Aggressive loop diuretic therapy does not affect GDMT prescription rates after acute HF

10/04/2025

In a PUSH-AHF substudy among hospitalized acute HF patients, the proportions of patients receiving GDMT at discharge and the achieved GDMT doses did not differ between the natriuresis-guided therapy and standard-care arms.

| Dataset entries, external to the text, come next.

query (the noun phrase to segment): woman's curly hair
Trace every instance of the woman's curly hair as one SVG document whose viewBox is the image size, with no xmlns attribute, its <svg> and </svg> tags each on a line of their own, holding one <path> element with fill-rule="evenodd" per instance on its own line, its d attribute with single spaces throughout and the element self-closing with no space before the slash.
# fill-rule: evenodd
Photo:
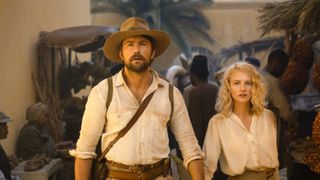
<svg viewBox="0 0 320 180">
<path fill-rule="evenodd" d="M 261 114 L 266 104 L 266 86 L 264 85 L 262 77 L 256 68 L 246 62 L 236 62 L 226 69 L 219 88 L 218 98 L 215 105 L 216 110 L 224 116 L 230 116 L 233 110 L 233 99 L 229 91 L 230 77 L 236 71 L 246 73 L 251 77 L 253 85 L 251 90 L 252 97 L 250 101 L 250 112 L 255 115 Z"/>
</svg>

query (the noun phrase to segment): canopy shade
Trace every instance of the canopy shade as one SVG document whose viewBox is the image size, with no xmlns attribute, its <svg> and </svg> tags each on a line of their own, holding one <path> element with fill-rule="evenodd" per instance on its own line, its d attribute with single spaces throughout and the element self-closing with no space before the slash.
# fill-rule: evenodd
<svg viewBox="0 0 320 180">
<path fill-rule="evenodd" d="M 77 52 L 89 52 L 103 46 L 111 33 L 118 31 L 106 26 L 77 26 L 44 33 L 47 46 L 71 48 Z"/>
</svg>

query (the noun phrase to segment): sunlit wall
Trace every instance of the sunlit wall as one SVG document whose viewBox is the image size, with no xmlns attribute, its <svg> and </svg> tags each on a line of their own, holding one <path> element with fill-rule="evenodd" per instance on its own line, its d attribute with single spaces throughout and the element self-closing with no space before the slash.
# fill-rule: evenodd
<svg viewBox="0 0 320 180">
<path fill-rule="evenodd" d="M 0 142 L 7 154 L 14 153 L 25 110 L 35 102 L 31 74 L 39 32 L 89 24 L 90 0 L 0 1 L 0 111 L 14 120 Z"/>
</svg>

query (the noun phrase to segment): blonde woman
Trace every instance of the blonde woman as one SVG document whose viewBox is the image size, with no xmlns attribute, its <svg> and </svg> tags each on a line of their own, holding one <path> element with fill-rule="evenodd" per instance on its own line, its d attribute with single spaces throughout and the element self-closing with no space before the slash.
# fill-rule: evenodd
<svg viewBox="0 0 320 180">
<path fill-rule="evenodd" d="M 228 180 L 277 180 L 276 123 L 264 108 L 266 88 L 252 65 L 237 62 L 225 71 L 203 151 L 205 176 L 217 169 Z"/>
</svg>

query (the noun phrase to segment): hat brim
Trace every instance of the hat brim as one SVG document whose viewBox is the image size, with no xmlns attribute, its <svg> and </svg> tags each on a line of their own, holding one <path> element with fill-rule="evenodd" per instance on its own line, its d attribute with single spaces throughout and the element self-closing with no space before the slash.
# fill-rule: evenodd
<svg viewBox="0 0 320 180">
<path fill-rule="evenodd" d="M 124 32 L 116 32 L 113 33 L 109 38 L 106 40 L 103 52 L 104 55 L 111 61 L 114 62 L 122 62 L 119 56 L 119 48 L 123 40 L 132 37 L 132 36 L 139 36 L 145 35 L 149 36 L 154 39 L 155 41 L 155 58 L 160 56 L 170 45 L 170 37 L 164 31 L 157 31 L 157 30 L 131 30 L 131 31 L 124 31 Z"/>
</svg>

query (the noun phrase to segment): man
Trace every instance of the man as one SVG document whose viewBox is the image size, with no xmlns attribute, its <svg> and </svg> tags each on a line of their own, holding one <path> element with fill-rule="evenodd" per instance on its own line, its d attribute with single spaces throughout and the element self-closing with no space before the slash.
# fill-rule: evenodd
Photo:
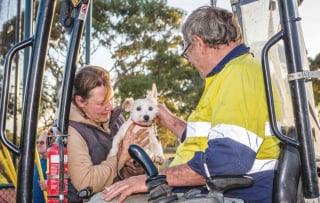
<svg viewBox="0 0 320 203">
<path fill-rule="evenodd" d="M 225 196 L 272 202 L 280 149 L 269 127 L 261 64 L 242 43 L 239 26 L 227 10 L 198 8 L 183 24 L 182 33 L 182 56 L 199 71 L 205 89 L 187 122 L 159 106 L 159 123 L 181 140 L 171 167 L 160 173 L 173 187 L 205 185 L 205 164 L 211 176 L 246 174 L 254 178 L 254 185 Z M 274 97 L 279 118 L 280 101 L 277 94 Z M 103 191 L 102 199 L 118 196 L 123 202 L 131 194 L 147 192 L 146 179 L 141 175 L 117 182 Z"/>
<path fill-rule="evenodd" d="M 39 178 L 39 169 L 37 166 L 34 167 L 33 172 L 33 202 L 36 203 L 45 203 L 45 198 L 43 195 L 43 191 L 47 190 L 47 137 L 48 132 L 44 131 L 37 139 L 37 150 L 40 156 L 40 165 L 41 165 L 41 173 L 44 176 L 45 180 L 40 181 Z"/>
</svg>

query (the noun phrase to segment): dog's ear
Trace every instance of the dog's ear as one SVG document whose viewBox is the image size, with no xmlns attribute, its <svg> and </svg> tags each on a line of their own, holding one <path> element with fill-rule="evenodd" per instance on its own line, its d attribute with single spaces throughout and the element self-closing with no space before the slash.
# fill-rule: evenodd
<svg viewBox="0 0 320 203">
<path fill-rule="evenodd" d="M 155 103 L 158 102 L 158 90 L 155 83 L 152 84 L 152 90 L 148 91 L 147 98 L 154 101 Z"/>
<path fill-rule="evenodd" d="M 122 104 L 122 108 L 126 111 L 126 112 L 130 112 L 131 109 L 133 108 L 133 103 L 134 100 L 132 97 L 130 98 L 126 98 Z"/>
</svg>

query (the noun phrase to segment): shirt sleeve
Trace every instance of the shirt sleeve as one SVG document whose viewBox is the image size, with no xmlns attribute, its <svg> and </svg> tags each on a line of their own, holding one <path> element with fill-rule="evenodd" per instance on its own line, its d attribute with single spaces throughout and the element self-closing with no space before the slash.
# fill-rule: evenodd
<svg viewBox="0 0 320 203">
<path fill-rule="evenodd" d="M 207 177 L 204 163 L 211 176 L 240 175 L 251 169 L 255 157 L 256 153 L 247 146 L 229 138 L 218 138 L 209 140 L 208 148 L 196 152 L 187 164 L 204 177 Z"/>
<path fill-rule="evenodd" d="M 68 132 L 68 173 L 74 187 L 80 190 L 92 186 L 93 192 L 100 192 L 111 185 L 117 175 L 117 157 L 94 165 L 85 140 L 72 127 Z"/>
<path fill-rule="evenodd" d="M 187 129 L 184 129 L 184 131 L 183 131 L 183 133 L 182 133 L 182 135 L 181 135 L 181 139 L 180 139 L 181 143 L 184 142 L 184 140 L 186 139 L 186 137 L 187 137 Z"/>
</svg>

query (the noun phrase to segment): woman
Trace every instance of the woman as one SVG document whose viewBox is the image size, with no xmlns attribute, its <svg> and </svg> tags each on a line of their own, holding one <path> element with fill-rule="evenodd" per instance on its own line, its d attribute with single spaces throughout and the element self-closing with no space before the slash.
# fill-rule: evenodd
<svg viewBox="0 0 320 203">
<path fill-rule="evenodd" d="M 41 165 L 41 171 L 37 166 L 33 170 L 33 202 L 37 203 L 46 202 L 43 192 L 47 191 L 47 137 L 48 131 L 43 131 L 36 142 Z M 40 180 L 40 172 L 44 180 Z"/>
<path fill-rule="evenodd" d="M 112 138 L 123 122 L 121 109 L 113 107 L 109 73 L 97 66 L 82 67 L 74 79 L 68 127 L 69 202 L 82 202 L 77 197 L 81 189 L 92 187 L 96 193 L 111 185 L 128 162 L 127 150 L 108 157 Z M 144 131 L 140 134 L 139 137 L 146 135 Z M 129 143 L 133 143 L 132 137 L 126 136 L 123 148 Z M 143 145 L 139 140 L 135 143 Z M 141 174 L 140 169 L 130 166 L 126 171 Z"/>
</svg>

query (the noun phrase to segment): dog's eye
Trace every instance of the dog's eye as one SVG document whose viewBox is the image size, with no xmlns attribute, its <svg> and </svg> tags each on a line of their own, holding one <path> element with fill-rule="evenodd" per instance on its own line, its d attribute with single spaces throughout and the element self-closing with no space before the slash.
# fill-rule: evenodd
<svg viewBox="0 0 320 203">
<path fill-rule="evenodd" d="M 139 106 L 139 107 L 137 107 L 137 111 L 141 111 L 141 107 Z"/>
<path fill-rule="evenodd" d="M 149 111 L 152 111 L 152 110 L 153 110 L 153 108 L 152 108 L 152 106 L 150 106 L 150 107 L 149 107 Z"/>
</svg>

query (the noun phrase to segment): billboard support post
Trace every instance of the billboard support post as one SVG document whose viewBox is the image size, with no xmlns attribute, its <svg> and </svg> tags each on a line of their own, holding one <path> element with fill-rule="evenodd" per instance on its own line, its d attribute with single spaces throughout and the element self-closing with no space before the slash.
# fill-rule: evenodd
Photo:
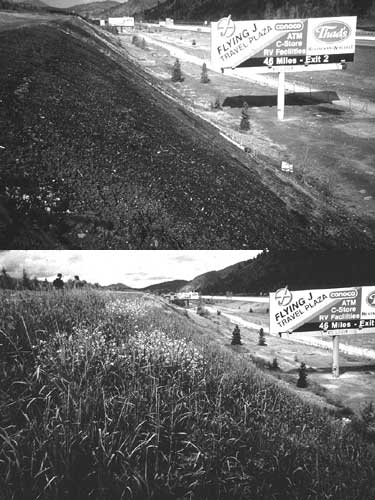
<svg viewBox="0 0 375 500">
<path fill-rule="evenodd" d="M 339 335 L 333 335 L 332 337 L 332 375 L 333 378 L 339 378 L 340 366 L 339 366 Z"/>
<path fill-rule="evenodd" d="M 279 73 L 279 85 L 277 88 L 277 119 L 284 120 L 285 107 L 285 71 Z"/>
</svg>

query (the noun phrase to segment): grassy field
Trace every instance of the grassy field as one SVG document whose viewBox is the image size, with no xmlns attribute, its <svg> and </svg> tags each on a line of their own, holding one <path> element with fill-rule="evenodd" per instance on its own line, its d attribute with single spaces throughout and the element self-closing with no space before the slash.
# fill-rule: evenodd
<svg viewBox="0 0 375 500">
<path fill-rule="evenodd" d="M 1 499 L 374 497 L 375 447 L 139 294 L 2 292 Z"/>
</svg>

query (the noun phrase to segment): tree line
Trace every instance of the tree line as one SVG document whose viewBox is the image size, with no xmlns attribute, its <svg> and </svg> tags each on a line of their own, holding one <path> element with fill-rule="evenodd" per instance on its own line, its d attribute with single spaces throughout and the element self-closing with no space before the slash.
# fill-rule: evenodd
<svg viewBox="0 0 375 500">
<path fill-rule="evenodd" d="M 145 11 L 146 19 L 172 17 L 179 21 L 282 19 L 356 15 L 375 16 L 375 0 L 167 0 Z"/>
<path fill-rule="evenodd" d="M 74 279 L 68 279 L 63 282 L 63 288 L 73 289 L 73 288 L 99 288 L 99 284 L 88 283 L 85 280 L 81 280 L 78 275 L 74 276 Z M 26 269 L 22 272 L 21 278 L 14 278 L 10 276 L 8 271 L 3 267 L 0 273 L 0 290 L 52 290 L 54 287 L 53 282 L 47 279 L 39 280 L 36 277 L 30 277 Z"/>
</svg>

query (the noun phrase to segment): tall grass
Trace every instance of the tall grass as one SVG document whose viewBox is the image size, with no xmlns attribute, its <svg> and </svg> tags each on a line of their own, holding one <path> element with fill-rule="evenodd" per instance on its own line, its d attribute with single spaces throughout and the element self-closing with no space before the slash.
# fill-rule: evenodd
<svg viewBox="0 0 375 500">
<path fill-rule="evenodd" d="M 148 297 L 1 293 L 1 499 L 374 498 L 349 426 Z"/>
</svg>

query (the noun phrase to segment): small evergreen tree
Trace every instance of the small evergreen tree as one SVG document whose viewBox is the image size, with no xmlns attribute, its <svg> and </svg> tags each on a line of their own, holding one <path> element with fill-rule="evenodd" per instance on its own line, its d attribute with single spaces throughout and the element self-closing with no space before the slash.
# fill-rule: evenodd
<svg viewBox="0 0 375 500">
<path fill-rule="evenodd" d="M 232 342 L 231 342 L 232 345 L 242 345 L 242 342 L 241 342 L 241 332 L 240 332 L 240 329 L 238 327 L 238 325 L 236 325 L 234 327 L 234 330 L 232 332 Z"/>
<path fill-rule="evenodd" d="M 24 290 L 31 290 L 32 285 L 31 285 L 31 280 L 29 278 L 29 275 L 26 272 L 26 269 L 22 271 L 22 288 Z"/>
<path fill-rule="evenodd" d="M 3 267 L 0 276 L 0 288 L 2 289 L 13 289 L 14 284 L 12 278 L 7 273 L 6 269 Z"/>
<path fill-rule="evenodd" d="M 270 370 L 274 370 L 274 371 L 280 370 L 279 362 L 277 361 L 277 358 L 273 358 L 272 363 L 269 364 L 269 367 L 270 367 Z"/>
<path fill-rule="evenodd" d="M 210 82 L 210 79 L 208 78 L 207 65 L 206 65 L 206 63 L 203 63 L 202 74 L 201 74 L 201 83 L 209 83 L 209 82 Z"/>
<path fill-rule="evenodd" d="M 250 130 L 250 120 L 249 120 L 249 105 L 247 102 L 243 103 L 243 108 L 241 111 L 241 123 L 240 123 L 240 129 L 241 130 Z"/>
<path fill-rule="evenodd" d="M 307 369 L 303 361 L 298 368 L 298 375 L 299 378 L 297 380 L 297 387 L 307 387 Z"/>
<path fill-rule="evenodd" d="M 259 330 L 258 345 L 267 345 L 263 328 Z"/>
<path fill-rule="evenodd" d="M 181 73 L 181 64 L 178 59 L 176 59 L 173 69 L 172 69 L 172 82 L 183 82 L 184 79 Z"/>
<path fill-rule="evenodd" d="M 219 96 L 215 98 L 214 102 L 211 101 L 211 109 L 222 109 Z"/>
</svg>

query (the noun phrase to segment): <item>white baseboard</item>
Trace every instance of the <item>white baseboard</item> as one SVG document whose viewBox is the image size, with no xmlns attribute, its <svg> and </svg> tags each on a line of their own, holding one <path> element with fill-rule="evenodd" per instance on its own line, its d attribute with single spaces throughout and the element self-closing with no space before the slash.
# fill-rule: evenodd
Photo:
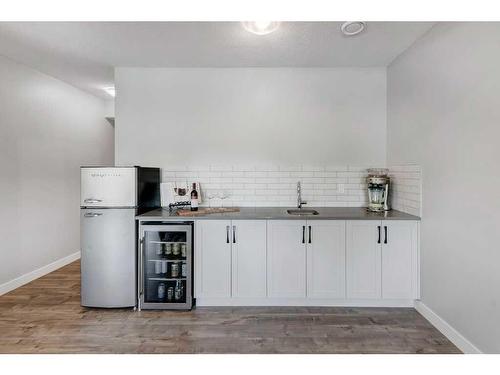
<svg viewBox="0 0 500 375">
<path fill-rule="evenodd" d="M 474 344 L 462 336 L 460 332 L 427 307 L 422 301 L 415 301 L 415 309 L 462 352 L 466 354 L 482 354 L 481 350 L 475 347 Z"/>
<path fill-rule="evenodd" d="M 196 297 L 196 306 L 413 307 L 413 300 Z"/>
<path fill-rule="evenodd" d="M 20 286 L 28 284 L 29 282 L 38 279 L 39 277 L 45 276 L 48 273 L 51 273 L 52 271 L 55 271 L 67 264 L 70 264 L 71 262 L 74 262 L 77 259 L 80 259 L 80 251 L 70 254 L 64 258 L 58 259 L 55 262 L 47 264 L 46 266 L 38 268 L 27 274 L 19 276 L 14 280 L 7 281 L 6 283 L 0 285 L 0 296 L 5 293 L 9 293 L 14 289 L 17 289 Z"/>
</svg>

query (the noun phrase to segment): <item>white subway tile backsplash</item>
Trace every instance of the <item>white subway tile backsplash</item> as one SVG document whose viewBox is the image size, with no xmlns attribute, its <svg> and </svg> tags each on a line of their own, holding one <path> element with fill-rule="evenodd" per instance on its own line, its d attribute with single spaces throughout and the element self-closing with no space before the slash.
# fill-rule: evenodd
<svg viewBox="0 0 500 375">
<path fill-rule="evenodd" d="M 313 177 L 312 171 L 290 172 L 290 177 Z"/>
<path fill-rule="evenodd" d="M 244 172 L 245 177 L 267 177 L 267 172 Z"/>
<path fill-rule="evenodd" d="M 392 208 L 412 215 L 422 214 L 422 173 L 418 165 L 389 167 Z"/>
<path fill-rule="evenodd" d="M 342 165 L 189 165 L 167 166 L 164 182 L 200 182 L 203 206 L 295 206 L 296 184 L 302 184 L 302 198 L 309 207 L 362 207 L 367 205 L 368 167 Z M 420 214 L 421 188 L 418 166 L 390 168 L 392 205 L 395 209 Z M 339 192 L 344 184 L 344 192 Z M 221 201 L 207 198 L 208 192 L 228 191 Z"/>
<path fill-rule="evenodd" d="M 314 177 L 337 177 L 337 172 L 313 172 Z"/>
<path fill-rule="evenodd" d="M 345 172 L 349 169 L 349 167 L 341 166 L 341 165 L 330 165 L 325 167 L 325 171 L 327 172 Z"/>
</svg>

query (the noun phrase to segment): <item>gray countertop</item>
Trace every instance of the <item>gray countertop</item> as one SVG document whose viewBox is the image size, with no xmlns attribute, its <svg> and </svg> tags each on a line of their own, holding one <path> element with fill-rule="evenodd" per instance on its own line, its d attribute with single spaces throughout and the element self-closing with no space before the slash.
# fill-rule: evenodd
<svg viewBox="0 0 500 375">
<path fill-rule="evenodd" d="M 168 209 L 156 209 L 136 216 L 142 221 L 169 220 L 420 220 L 418 216 L 391 210 L 383 213 L 370 212 L 366 208 L 357 207 L 310 207 L 319 215 L 289 215 L 286 210 L 294 207 L 240 207 L 240 212 L 209 214 L 204 216 L 178 216 Z"/>
</svg>

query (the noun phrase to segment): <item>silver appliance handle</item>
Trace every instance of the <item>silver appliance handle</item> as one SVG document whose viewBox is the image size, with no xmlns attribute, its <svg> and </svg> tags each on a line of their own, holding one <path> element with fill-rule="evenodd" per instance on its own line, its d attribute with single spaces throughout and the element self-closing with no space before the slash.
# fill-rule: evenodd
<svg viewBox="0 0 500 375">
<path fill-rule="evenodd" d="M 143 259 L 144 259 L 144 237 L 141 238 L 141 251 L 139 252 L 139 277 L 140 277 L 140 289 L 139 289 L 139 295 L 142 296 L 144 294 L 144 264 L 143 264 Z"/>
<path fill-rule="evenodd" d="M 102 199 L 95 199 L 95 198 L 87 198 L 84 200 L 85 203 L 99 203 L 102 202 Z"/>
<path fill-rule="evenodd" d="M 101 212 L 87 212 L 83 214 L 85 217 L 96 217 L 96 216 L 102 216 Z"/>
</svg>

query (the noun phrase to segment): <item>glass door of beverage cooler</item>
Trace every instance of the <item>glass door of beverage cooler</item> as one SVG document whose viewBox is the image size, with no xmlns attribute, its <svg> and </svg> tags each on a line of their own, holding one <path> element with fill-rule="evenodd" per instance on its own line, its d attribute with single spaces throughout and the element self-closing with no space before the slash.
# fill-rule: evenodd
<svg viewBox="0 0 500 375">
<path fill-rule="evenodd" d="M 192 225 L 140 226 L 139 309 L 192 308 Z"/>
</svg>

This summary is based on the publication of Voors AA, Damman K, Beldhuis IE, et al. - Discharge Medication After Natriuresis-Guided Dosing of Diuretic Therapy in Patients Hospitalized for Acute Heart Failure: A PUSH-AHF Substudy. JACC Heart Fail. 2025 Jan;13(1):179-181. doi: 10.1016/j.jchf.2024.09.018

Introduction and methods

Background

Recently, the PUSH-AHF (Pragmatic Urinary Sodium–Based Treatment Algorithm in Acute Heart Failure) trial recently showed that natriuresis-guided diuretic therapy improved natriuresis and diuresis in patients hospitalized for acute HF (AHF) compared with standard care [1]. However, this personalized approach came with a greater eGFR decline during the first 3 days, which was attenuated at discharge [2]. There is concern that a temporary decline in renal function leads to delayed initiation and uptitration of GDMT.

Aim of the study

In a substudy of the PUSH-AHF trial, the authors compared the proportions of patients receiving GDMT at discharge and the GDMT doses achieved in hospitalized AHF patients treated with natriuresis-guided therapy versus standard care.

Methods

The PUSH-AHF trial was a prospective, single-center, pragmatic, open-label RCT in which 310 patients with AHF who required treatment with intravenous loop diuretics were randomized to natriuresis-guided therapy or standard care. In the natriuresis-guided therapy arm, diuretic treatment was intensified according to a prespecified stepwise approach in patients with low spot urinary sodium levels (<70 mmol/L) or insufficient diuresis (<150 mL/h) and maintained in those with sufficient decongestive response.

Main results

  • The proportions of patients treated with an ACEi/ARB/ARNI, MRA, or SGLT2 inhibitor at discharge did not differ between the natriuresis-guided therapy and standard-care groups (all P>0.05).
  • The median percentages of the recommended GDMT doses at discharge were not different for patients randomized to natriuresis-guided therapy and those assigned to the standard care (all P>0.05).
  • Furthermore, the frequencies of adverse events, including worsening HF and worsening renal function, and serious adverse events were similar in the 2 treatment groups.

Conclusion

In this substudy of the PUSH-AHF trial among hospitalized AHF patients, the proportions of patients receiving GDMT at discharge and the achieved GDMT doses did not differ between the natriuresis-guided therapy and standard-care arms. The authors therefore believe that “intensified diuretic strategy in patients resulting in a temporary decline of kidney function is not in conflict with the proven strategy of early and fast uptitration of GDMT.”

Find this article online at JACC Heart Fail.

References

  1. Ter Maaten JM, Beldhuis IE, van der Meer P, et al. Natriuresis-guided diuretic therapy in acute heart failure: a pragmatic randomized trial. Nat Med. 2023;29:2625–2632.
  2. Damman K, Beldhuis IE, van der Meer P, et al. Renal function and natriuresis guided diuretic therapy—a prespecified analysis from the PUSH-AHF trial. Eur J Heart Fail. 2024;26(6):1347–1357.